O cenário político do Paraná mudou nas últimas horas. A revelação de que integrantes do governo Beto Richa (PSDB) recebiam propina para aumentar o pedágio nas rodovias concessionadas vitamina o projeto “Volta, Requião” ao Palácio Iguaçu.

LEIA TAMBÉM:
Requião: Beto Richa é ‘efeito colateral’ de operação contra Tacla Duran

Considerado radical pelos adversários, o senador Roberto Requião (MDB-PR) nunca aceitou negociar com as concessionárias de rodovias a quem ele sempre chamou de “máfia do pedágio”.

O senador emedebista foi responsável por mais de 140 ações judiciais contra as pedageiras, mas Beto Richa “afrouxou a tanga”, isto é, retirou as demandas contra a máfia do pedágio em nome da harmonia e da boa vizinhança com as concessionárias. E, sob o tucanato, da-lhe aumento nas tarifas…

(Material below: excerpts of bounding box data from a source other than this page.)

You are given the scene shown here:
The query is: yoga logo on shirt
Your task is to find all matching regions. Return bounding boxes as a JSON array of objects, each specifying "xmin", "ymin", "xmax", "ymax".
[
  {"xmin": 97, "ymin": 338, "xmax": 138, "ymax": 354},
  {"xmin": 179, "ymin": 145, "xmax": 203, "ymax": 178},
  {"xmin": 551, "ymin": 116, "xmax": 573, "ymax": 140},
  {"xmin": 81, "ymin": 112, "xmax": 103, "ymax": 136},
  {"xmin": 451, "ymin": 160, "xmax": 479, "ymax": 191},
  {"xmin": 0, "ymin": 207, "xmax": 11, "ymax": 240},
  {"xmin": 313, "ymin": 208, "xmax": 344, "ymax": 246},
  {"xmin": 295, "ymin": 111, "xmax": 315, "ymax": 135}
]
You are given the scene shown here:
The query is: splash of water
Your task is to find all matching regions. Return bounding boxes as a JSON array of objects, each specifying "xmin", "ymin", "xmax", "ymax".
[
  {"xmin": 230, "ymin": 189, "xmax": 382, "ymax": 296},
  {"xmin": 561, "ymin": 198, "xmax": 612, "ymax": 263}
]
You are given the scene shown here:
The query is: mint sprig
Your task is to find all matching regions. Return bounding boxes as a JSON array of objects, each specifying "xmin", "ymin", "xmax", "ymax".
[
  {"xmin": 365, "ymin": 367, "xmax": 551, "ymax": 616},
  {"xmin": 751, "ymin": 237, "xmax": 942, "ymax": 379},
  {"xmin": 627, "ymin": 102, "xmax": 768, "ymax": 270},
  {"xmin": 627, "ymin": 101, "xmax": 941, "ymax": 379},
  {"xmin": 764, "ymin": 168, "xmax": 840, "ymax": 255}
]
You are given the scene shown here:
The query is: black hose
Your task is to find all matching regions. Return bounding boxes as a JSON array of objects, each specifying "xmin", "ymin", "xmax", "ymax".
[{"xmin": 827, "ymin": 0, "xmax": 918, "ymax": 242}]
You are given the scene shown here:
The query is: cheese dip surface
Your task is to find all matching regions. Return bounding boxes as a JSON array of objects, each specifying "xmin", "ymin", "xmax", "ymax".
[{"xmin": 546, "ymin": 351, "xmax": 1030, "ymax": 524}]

O Paraná tem hoje o pedágio mais caro do mundo graças ao afrouxamento do governo do estado e, em certa medida, da conivência do judiciário que sempre atendeu aos pedidos de revisão das empresas concessionárias.

De tudo que foi dito pela força-tarefa lava jato, ao explicar a operação integração, numa coletiva, hoje pela manhã, a fala do procurador Carlos Lima foi a mais emblemática: “Privatização não necessariamente leva ao fim da corrupção”. Bingo!

Beto Richa é o pedágio e a corrupção. Requião é o caminho, portanto.

Comentários encerrados.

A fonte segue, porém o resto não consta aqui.